Joe Felsenstein is Professor of the Department of Genome Sciences and in the Department of Biology, and adjunct Professor in the Department of Statistics and in the Department of Computer Science and Engineering at the University of Washington, Seattle. Past President of the Society for the Study of Evolution. Recipient of the Weldon Memorial Prize, the Darwin-Wallace Medal of the Linnean Society of London, the John J. Carty Award for the Advancement of Science from the National Academy of Sciences and of the 2013 International Prize for Biology of the Japan Society for the Promotion of Sciences. He is a Member of the American Academy of Arts and Sciences and the National Academy of Sciences. On the Editorial Board of five journals.

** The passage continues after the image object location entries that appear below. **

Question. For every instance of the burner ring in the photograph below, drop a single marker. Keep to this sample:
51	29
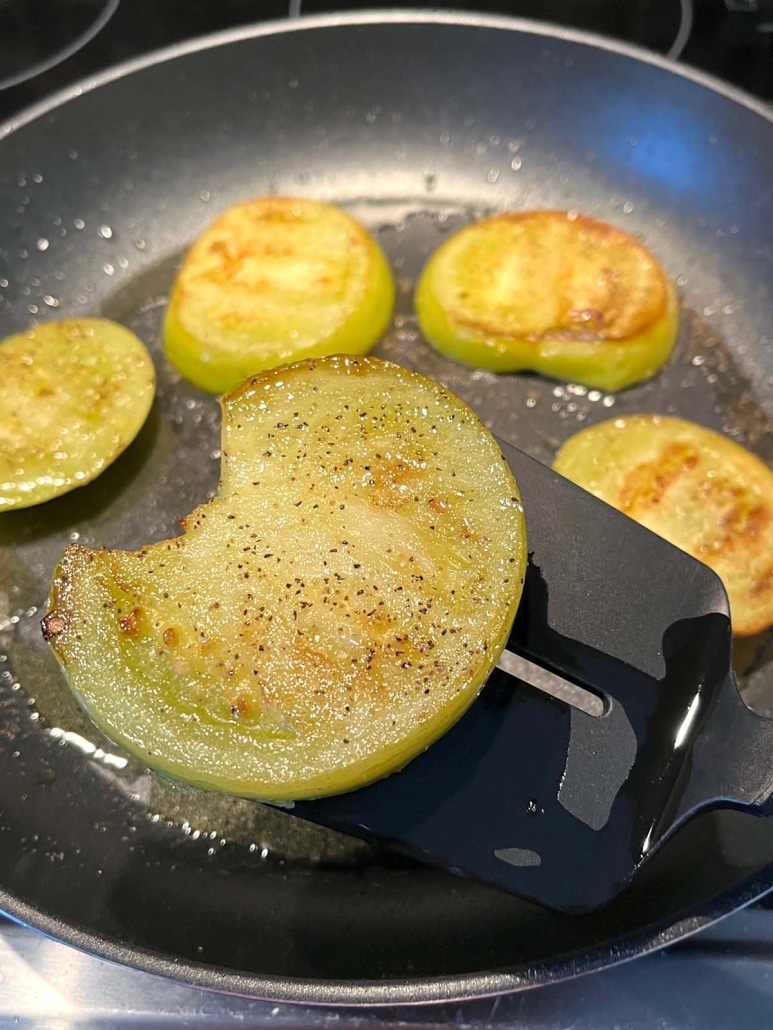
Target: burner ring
72	45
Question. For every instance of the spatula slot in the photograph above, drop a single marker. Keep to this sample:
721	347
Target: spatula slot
552	684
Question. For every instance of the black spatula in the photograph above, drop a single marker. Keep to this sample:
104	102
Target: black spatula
534	795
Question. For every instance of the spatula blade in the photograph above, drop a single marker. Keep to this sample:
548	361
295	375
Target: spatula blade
527	792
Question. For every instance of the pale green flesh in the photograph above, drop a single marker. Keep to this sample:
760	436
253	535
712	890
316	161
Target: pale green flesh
332	612
73	395
271	281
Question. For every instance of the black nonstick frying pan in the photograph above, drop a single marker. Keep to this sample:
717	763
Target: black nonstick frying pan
416	124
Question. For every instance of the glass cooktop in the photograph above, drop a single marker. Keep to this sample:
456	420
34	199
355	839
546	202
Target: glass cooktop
721	977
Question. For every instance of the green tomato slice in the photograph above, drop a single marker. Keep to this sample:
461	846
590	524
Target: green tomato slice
693	486
327	616
73	395
272	281
549	292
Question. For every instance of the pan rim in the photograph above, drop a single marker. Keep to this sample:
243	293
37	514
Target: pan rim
389	993
396	15
458	987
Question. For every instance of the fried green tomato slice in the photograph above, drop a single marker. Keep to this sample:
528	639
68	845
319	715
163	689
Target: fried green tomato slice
330	613
271	281
73	395
549	292
697	488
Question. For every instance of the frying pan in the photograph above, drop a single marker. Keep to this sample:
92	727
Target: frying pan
101	190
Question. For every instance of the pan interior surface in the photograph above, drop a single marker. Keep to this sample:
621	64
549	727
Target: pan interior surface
457	118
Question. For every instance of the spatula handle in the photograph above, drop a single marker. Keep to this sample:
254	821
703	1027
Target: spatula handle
731	761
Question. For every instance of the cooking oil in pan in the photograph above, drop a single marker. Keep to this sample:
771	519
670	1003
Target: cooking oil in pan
163	477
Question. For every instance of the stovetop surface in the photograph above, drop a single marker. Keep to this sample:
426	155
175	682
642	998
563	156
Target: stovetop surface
721	977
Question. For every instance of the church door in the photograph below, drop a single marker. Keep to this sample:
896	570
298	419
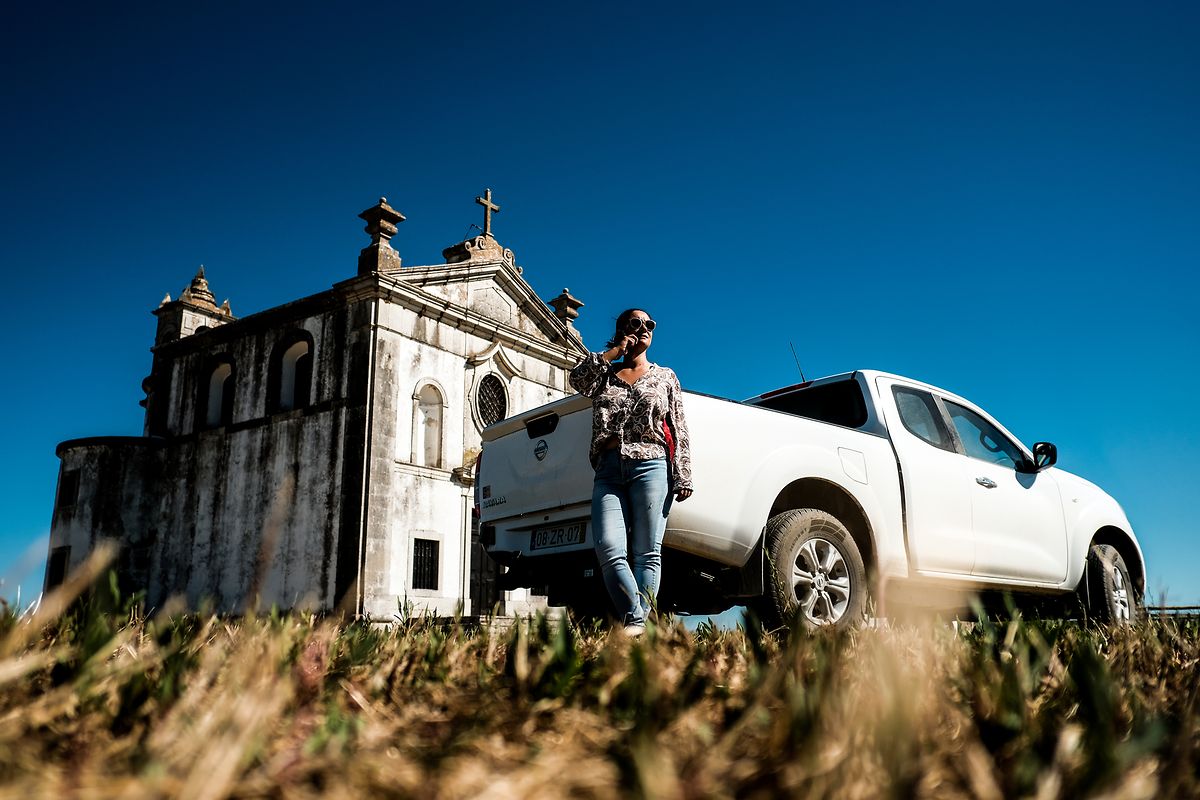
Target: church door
485	573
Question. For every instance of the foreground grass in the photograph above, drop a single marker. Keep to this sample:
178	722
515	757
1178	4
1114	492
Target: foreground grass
100	703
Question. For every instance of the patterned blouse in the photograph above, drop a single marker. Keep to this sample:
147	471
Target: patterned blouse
635	414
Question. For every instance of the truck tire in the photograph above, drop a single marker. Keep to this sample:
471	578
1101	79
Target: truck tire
815	573
1109	593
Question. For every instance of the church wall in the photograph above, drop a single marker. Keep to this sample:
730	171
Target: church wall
409	499
256	506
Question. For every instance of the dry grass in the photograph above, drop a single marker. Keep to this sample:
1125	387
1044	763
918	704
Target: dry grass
96	702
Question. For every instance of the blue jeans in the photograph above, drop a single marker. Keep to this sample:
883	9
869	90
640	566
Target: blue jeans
630	501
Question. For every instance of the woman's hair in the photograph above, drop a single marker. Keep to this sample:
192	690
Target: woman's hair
619	328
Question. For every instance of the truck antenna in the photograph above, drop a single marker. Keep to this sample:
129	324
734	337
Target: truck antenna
803	379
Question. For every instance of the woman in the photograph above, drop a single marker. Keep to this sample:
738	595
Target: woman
640	450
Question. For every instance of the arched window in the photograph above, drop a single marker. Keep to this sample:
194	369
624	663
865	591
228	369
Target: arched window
427	426
214	407
492	401
289	385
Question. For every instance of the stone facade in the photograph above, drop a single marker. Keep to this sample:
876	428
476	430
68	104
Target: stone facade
319	453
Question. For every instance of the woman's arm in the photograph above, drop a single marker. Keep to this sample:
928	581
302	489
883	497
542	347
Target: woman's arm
682	459
587	377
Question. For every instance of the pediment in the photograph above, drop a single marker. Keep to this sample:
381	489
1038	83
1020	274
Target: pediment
496	290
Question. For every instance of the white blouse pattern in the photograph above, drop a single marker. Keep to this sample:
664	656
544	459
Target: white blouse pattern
635	414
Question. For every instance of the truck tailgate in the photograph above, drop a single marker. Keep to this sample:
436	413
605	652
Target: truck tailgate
538	461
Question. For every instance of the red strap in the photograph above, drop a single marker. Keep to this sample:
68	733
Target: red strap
670	439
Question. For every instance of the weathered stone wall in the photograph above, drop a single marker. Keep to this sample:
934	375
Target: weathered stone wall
270	505
409	499
256	507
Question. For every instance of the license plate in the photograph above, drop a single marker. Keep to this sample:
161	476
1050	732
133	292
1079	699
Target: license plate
573	533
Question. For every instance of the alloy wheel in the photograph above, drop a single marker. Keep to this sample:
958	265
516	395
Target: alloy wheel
821	582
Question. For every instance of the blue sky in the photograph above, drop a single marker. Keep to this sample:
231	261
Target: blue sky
997	198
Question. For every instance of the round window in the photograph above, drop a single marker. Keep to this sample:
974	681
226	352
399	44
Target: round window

He describes himself as "world-renowned for my outstanding modesty".

Carlos Fernandez-Lozano

Dr. Carlos Fernandez-Lozano is an Associate Professor at the University of A Coruña (UDC). He is a biomedical data scientist with a deep interest in discovering the complex relationships between different biological levels. His research track is multidisciplinary as he is trained in computer science, machine learning, bioinformatics, and biostatistics. His research line is focused on how biological interactions are manifested at the disease level through the use, development, and application of kernel-based computational approaches that integrate different levels of biological data on the microorganism, gene, protein, and medical imaging axis.